Pruner is a "Draft-then-Verify" exploration mechanism that accelerates the schedule search process.
This repository is the official implementation of
Pruner: A Draft-then-Verify Exploration Mechanism to Accelerate Tensor Program Tuning
(Liang Qiao et al; ASPLOS 2025).
- This repo is based on a fork of Tenset.
-
Build and install this repo following the guide.
-
Version information can refer to here.
-
Register device abstraction on Pruner as abstraction
Quick tutorial on using Pruner on NVIDIA A100 refer to tutorial.

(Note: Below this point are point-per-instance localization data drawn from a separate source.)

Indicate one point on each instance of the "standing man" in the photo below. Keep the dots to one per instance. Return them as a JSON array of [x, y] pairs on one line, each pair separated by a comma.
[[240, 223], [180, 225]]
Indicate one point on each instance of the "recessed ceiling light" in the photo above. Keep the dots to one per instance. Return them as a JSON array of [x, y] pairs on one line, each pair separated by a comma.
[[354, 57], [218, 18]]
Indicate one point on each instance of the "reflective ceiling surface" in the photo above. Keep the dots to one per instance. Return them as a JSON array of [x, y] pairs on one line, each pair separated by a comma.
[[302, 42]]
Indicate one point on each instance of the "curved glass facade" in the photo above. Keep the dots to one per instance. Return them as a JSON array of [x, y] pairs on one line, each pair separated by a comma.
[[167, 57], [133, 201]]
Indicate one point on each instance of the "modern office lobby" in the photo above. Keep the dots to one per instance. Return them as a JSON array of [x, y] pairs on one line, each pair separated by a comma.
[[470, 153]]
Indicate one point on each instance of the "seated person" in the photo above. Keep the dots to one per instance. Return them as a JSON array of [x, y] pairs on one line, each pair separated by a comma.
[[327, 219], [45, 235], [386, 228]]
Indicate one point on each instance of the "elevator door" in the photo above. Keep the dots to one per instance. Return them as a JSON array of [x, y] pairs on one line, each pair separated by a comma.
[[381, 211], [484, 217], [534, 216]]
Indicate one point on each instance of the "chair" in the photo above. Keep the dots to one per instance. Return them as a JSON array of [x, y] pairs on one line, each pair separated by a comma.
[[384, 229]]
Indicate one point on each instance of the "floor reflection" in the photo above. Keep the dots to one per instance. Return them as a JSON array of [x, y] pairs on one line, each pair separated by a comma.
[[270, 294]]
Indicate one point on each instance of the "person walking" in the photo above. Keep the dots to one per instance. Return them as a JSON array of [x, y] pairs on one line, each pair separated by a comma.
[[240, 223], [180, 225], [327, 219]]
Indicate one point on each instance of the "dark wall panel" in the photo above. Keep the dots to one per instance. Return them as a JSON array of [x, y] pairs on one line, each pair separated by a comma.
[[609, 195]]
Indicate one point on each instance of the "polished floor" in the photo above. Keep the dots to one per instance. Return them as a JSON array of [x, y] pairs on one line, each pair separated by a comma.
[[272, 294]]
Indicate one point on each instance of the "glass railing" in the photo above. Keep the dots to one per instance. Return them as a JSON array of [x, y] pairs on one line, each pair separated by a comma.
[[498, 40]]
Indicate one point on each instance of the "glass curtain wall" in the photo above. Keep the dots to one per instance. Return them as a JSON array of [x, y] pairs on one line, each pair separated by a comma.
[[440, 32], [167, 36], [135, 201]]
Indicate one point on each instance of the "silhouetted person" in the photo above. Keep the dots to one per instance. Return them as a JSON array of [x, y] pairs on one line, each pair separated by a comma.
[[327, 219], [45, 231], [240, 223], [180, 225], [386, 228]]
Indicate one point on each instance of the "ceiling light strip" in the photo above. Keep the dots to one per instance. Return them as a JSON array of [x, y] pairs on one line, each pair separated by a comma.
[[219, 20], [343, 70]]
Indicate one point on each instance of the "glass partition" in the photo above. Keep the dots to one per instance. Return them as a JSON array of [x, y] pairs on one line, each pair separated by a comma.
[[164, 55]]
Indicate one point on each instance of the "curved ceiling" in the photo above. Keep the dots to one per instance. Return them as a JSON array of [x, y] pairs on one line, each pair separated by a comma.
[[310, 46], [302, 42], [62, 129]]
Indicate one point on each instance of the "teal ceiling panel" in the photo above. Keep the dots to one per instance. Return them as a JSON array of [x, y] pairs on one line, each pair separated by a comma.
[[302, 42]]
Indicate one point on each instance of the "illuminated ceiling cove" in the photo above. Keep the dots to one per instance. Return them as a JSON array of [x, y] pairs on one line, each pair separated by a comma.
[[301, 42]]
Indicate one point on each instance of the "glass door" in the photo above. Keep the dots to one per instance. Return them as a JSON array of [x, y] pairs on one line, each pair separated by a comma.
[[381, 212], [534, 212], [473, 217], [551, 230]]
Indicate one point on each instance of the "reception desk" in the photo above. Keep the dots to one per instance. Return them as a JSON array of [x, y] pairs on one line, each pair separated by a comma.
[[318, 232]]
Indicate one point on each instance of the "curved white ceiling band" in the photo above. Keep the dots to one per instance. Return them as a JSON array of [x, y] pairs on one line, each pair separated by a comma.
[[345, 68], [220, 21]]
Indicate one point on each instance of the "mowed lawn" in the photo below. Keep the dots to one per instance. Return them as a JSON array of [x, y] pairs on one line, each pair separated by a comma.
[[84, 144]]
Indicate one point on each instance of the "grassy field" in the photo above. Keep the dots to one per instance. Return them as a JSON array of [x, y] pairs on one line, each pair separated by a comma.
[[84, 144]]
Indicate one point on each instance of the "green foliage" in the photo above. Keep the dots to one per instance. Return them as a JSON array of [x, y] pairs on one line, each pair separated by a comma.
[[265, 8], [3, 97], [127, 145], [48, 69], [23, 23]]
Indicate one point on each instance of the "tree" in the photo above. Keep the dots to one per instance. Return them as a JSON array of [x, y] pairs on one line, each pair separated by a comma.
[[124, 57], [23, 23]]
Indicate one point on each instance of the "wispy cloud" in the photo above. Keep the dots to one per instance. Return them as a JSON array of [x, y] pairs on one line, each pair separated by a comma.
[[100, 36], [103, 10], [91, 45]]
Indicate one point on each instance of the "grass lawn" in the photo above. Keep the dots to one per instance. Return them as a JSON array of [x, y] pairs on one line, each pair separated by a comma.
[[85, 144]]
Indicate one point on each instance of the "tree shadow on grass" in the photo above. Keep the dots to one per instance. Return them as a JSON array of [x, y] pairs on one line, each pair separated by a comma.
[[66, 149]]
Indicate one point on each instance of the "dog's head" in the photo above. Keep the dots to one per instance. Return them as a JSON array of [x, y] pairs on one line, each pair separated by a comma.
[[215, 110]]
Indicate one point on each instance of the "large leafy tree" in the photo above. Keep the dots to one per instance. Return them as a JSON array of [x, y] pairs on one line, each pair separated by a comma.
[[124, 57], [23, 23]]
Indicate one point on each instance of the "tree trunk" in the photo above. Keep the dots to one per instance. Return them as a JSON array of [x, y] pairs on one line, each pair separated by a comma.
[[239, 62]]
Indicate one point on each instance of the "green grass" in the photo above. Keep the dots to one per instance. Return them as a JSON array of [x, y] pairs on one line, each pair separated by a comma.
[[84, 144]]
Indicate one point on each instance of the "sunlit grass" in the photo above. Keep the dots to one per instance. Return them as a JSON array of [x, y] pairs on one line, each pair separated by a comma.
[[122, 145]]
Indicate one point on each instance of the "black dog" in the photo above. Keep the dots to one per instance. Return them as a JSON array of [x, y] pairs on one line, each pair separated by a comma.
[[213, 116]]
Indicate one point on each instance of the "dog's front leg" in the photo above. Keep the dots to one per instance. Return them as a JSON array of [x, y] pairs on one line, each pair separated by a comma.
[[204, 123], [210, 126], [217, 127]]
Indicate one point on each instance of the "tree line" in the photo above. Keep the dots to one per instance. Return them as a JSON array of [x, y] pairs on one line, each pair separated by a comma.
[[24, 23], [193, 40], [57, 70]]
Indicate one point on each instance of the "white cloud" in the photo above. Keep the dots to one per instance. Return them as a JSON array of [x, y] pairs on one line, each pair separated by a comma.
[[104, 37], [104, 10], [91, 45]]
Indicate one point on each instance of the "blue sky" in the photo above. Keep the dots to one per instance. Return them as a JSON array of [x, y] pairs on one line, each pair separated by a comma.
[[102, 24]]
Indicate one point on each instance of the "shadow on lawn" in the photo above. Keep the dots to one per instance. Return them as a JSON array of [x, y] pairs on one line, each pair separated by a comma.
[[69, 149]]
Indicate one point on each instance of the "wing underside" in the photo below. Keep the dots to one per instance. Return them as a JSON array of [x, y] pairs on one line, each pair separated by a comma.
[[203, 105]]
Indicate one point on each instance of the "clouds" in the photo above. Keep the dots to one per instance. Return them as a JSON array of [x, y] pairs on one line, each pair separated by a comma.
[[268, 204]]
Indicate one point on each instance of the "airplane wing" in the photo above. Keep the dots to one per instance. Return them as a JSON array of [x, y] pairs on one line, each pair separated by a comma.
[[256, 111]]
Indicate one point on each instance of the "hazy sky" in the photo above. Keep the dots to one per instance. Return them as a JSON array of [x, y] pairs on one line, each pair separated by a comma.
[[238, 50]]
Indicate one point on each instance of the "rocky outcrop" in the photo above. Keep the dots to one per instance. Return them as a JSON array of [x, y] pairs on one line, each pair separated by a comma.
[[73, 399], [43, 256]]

- Search with Pruner (tuning 2,000 trials)
python3 tune_network.py --network resnet_50 --n-trials 2000 --cost-model pam --target "cuda --model=a100" --psa a100_40
- Search with the MoA-Pruner (tuning 2,000 trials)
python3 tune_network.py --network resnet_50 --n-trials 2000 --cost-model pam-siamese-update --load-model pam_k80_1500.pkl --target "cuda --model=a100" --psa a100_40
- Search with Ansor (tuning 2,000 trials)
# Using TensetMLP code
python3 tune_network.py --network resnet_50 --n-trials 2000 --cost-model mlp --target "cuda --model=a100"
-
Pretrain or Finetune a model refer to tutorial
-
Search with the Pruner w/ finetuned model (tuning 2,000 trials)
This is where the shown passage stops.